The Mexican ambassador in Brasilia, Eleazar Velasco Navarro, promised that his country would allow rice imports from Brazil in an agricultural fair in Rio Grande do Sul. Rice growers associations in Brazil already give the entrance to the Mexican market as certain and say that only a “a few details lack.”
In 2015, Mexico harvested 158,350 tons of rice, which is 80.4% less than 30 years ago. In this period, consumption has grown from 850,000 tons to 1.1 million metric tons, with most imports coming from the U.S. Brazil is a major player in rice production with 11.8 million metric tons, while the U.S. produces over 8 million metric tons annually.
Also happening: Mexican authorities announced that lemon imports from Argentina are just “a step away” from being permitted, in another setback for U.S. farmers with an estimated 10,000 tons less of California lemons sent into Mexico.
For Mike Zuzolo, president of Global Analytics & Consulting, this topic will become hotter for grain observers in the next 30 days, especially until it is known how fast U.S. corn planting goes. In his opinion, Mexico is trying to show its cards in the case of the Trump administration imposing a border tax.
“My sense is that Mexico would like to have a plan of action ready in case the border import tax takes on a more serious tone from the Trump administration. However, I am of the view, as an analyst speaking to clients, that the blockage and resistance President Trump is feeling on health care is a good indication of how difficult it will be for him to move more aggressively against our trading partners,” Zuzolo said.

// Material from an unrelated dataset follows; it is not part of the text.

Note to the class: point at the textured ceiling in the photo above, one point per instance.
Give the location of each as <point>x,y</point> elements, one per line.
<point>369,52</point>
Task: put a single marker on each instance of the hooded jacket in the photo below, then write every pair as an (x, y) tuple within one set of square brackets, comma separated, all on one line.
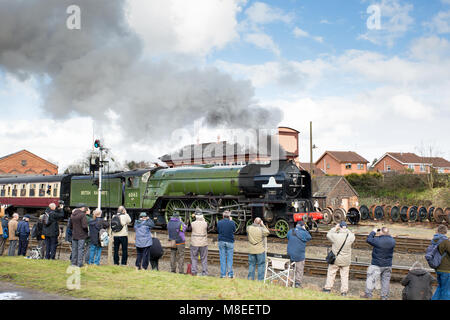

Mexican analyst Alfonso García Araneda, general director of Gamaa Derivates in Mexico City, says it’s still important to know how big the South American crop will be in order to know if there will be imports of corn from Brazil or Argentina. “A massive harvest in South America, particularly from Brazil, added to the appreciation of the dollar will ease and reduce the cost of imports, since the Mexican peso has advanced 15.03% since January,” said Araneda.